Na minha última coluna, falei sobre a importância da comunicação para a economia e como é necessário haver canais de divulgação estruturados para aumentar a chance de sucesso dos projetos. Antes de começar a usar meu espaço no O.C.I. para fazer análises econômicas de fato, resolvi propor nova reflexão e contextualização da economia na sociedade. Analistas econômicos tendem a ter suas opiniões consideradas como de grande valor pelo povo por conta da complexidade e relevância dos temas abordados.

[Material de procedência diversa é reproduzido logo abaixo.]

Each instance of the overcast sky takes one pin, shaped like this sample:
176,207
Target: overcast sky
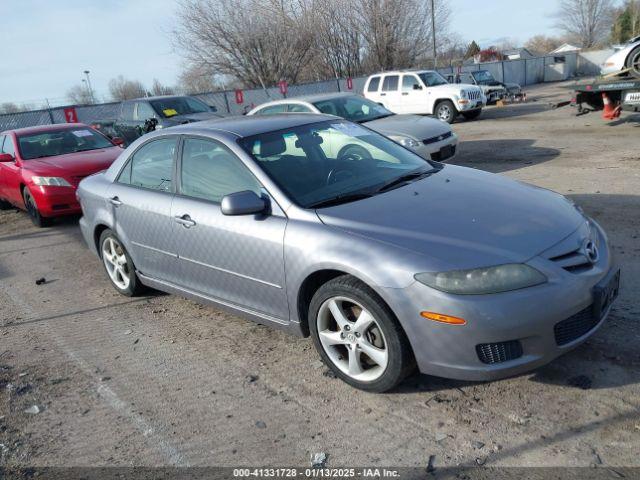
46,44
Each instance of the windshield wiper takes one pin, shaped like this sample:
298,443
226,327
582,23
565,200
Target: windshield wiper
340,199
404,179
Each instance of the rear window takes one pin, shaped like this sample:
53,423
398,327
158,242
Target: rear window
390,83
374,83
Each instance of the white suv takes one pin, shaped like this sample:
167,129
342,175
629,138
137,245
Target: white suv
425,92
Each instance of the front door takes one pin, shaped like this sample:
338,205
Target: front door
141,199
235,259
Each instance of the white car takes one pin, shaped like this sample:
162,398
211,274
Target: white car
429,138
626,56
425,92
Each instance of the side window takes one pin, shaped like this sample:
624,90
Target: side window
410,83
8,147
374,83
272,109
297,108
151,166
390,83
210,171
127,111
143,111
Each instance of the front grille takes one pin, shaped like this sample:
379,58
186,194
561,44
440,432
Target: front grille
443,154
574,261
474,95
439,138
491,353
575,326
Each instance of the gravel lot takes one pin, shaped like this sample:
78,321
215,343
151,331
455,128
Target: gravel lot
161,380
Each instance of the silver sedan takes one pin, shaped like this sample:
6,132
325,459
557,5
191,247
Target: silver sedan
428,137
387,260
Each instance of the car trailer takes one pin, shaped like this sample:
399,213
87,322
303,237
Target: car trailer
611,94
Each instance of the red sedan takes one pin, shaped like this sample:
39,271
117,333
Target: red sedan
40,167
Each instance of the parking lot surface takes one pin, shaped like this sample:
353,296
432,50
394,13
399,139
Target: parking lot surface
160,380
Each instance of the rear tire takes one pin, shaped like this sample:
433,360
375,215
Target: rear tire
446,111
32,209
633,62
358,337
118,265
472,115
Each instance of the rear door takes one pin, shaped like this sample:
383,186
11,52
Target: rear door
390,93
235,259
141,199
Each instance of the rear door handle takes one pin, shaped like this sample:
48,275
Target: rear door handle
185,221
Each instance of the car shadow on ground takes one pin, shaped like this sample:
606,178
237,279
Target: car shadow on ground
499,155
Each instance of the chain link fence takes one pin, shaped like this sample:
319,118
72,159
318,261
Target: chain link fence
524,72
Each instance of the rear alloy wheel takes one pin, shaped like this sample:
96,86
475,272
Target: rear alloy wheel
32,209
118,265
446,111
358,337
633,62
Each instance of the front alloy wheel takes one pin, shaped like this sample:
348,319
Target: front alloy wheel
118,265
358,336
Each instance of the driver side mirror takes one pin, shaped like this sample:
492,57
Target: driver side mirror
119,141
243,203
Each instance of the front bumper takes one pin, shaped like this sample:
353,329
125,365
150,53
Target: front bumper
55,201
526,318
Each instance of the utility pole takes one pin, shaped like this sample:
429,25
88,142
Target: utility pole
93,98
433,32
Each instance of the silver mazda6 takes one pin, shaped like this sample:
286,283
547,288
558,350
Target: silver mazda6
387,260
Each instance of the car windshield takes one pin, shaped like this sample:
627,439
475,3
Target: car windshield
332,162
172,106
353,108
61,142
483,77
432,79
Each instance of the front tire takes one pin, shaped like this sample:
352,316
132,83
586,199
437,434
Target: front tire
446,111
472,115
358,337
118,265
633,62
32,209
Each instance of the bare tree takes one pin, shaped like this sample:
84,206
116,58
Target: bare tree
257,42
587,21
542,44
79,94
158,88
121,88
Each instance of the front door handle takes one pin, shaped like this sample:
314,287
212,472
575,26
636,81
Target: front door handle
185,221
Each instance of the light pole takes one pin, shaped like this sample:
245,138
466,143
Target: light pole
433,32
93,99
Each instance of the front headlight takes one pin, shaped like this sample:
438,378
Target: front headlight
405,141
50,181
481,281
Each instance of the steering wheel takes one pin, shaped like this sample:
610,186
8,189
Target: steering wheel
348,160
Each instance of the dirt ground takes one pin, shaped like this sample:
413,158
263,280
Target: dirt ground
161,380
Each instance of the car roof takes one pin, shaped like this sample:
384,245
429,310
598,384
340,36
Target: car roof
45,128
247,126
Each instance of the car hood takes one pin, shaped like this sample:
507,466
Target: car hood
190,117
414,126
74,164
461,218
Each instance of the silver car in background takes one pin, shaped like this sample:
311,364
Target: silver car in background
387,260
428,137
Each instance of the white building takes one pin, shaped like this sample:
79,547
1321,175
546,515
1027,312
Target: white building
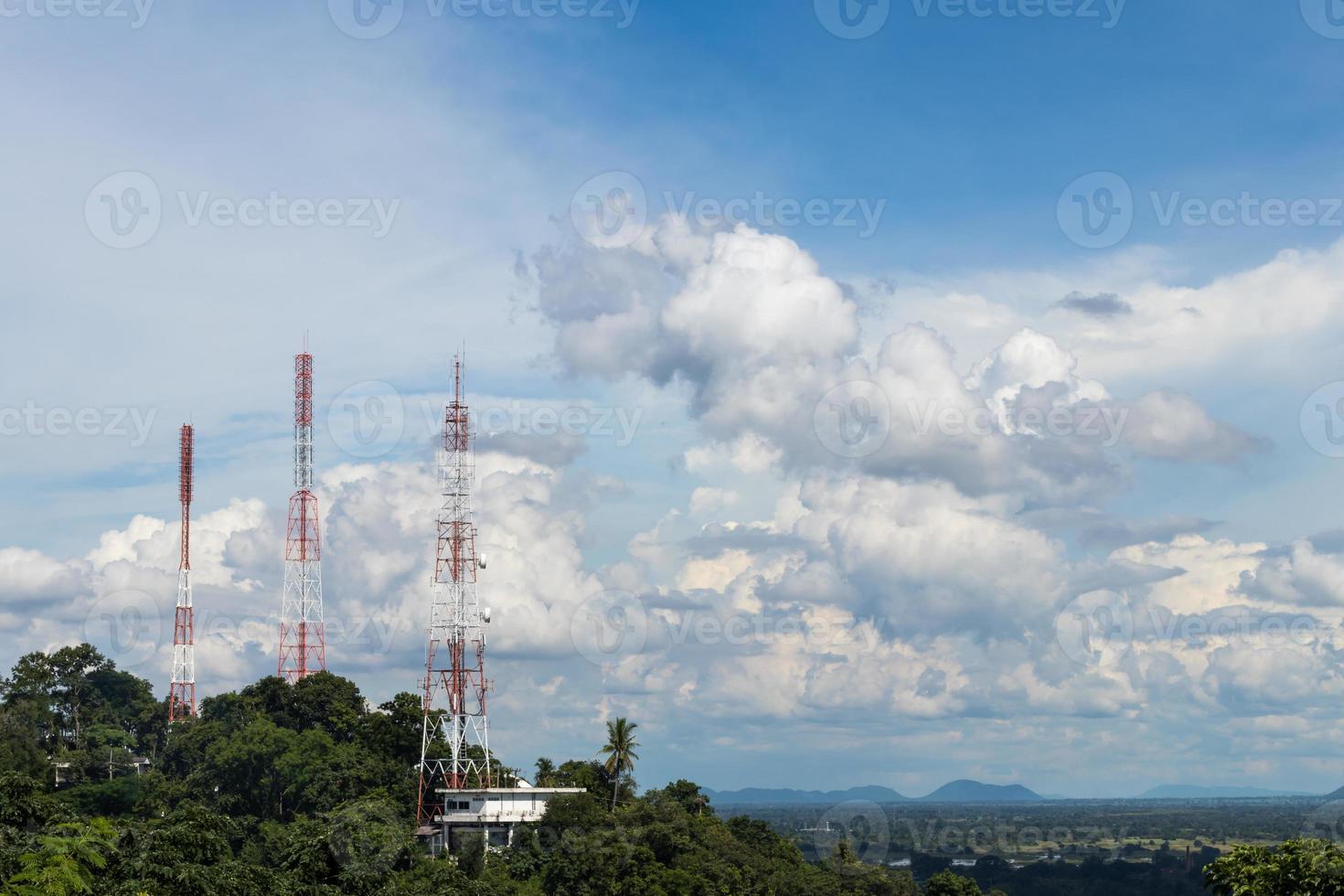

Por isso é conferido certo poder sobre a opinião pública, ainda mais se as pessoas apenas recebem o conteúdo ao invés de ativamente buscá-lo.

Nesta coluna, portanto, vou discutir um tema que, espero, ajude todos a consumir de forma mais crítica conteúdos econômicos, inclusive o meu, antes de fazer qualquer tipo de análise do tema.

O começo de um novo ano traz debates sobre os resultados do anterior e previsões para o atual, principalmente porque acabamos de passar pelo primeiro ano de uma nova administração no Executivo. Em um mundo em que dados são gerados e interpretados em grande quantidade e os limites do seu uso têm sido constantemente debatidos, economistas viram uma oportunidade de tornar seus estudos mais precisos. Há também cada vez mais demanda para que decisões políticas sejam baseadas nas evidências geradas a partir destes estudos. No entanto, a própria identificação e seleção de evidências têm sido debatidas. O debate entrou em voga durante a Reforma da Previdência, em que deputados do PDT e PSB surpreenderam a parte do eleitorado mais identificada com a esquerda e contrária ao projeto ao votarem a favor. Deram a justificativa que a decisão foi técnica porque evidências indicavam a necessidade da reforma. Essas evidências realmente existem, mas houve questionamento para o fato de também haver dados e evidências do contrário. Uma população pouco íntima dos debates técnicos e acadêmicos dentro da economia se mostrou compreensivelmente confusa e se sentiu traída. Há, então, um aumento do discurso público em defesa da importância de usar dados na política, o que parece óbvio e é positivo, mas não tão simples.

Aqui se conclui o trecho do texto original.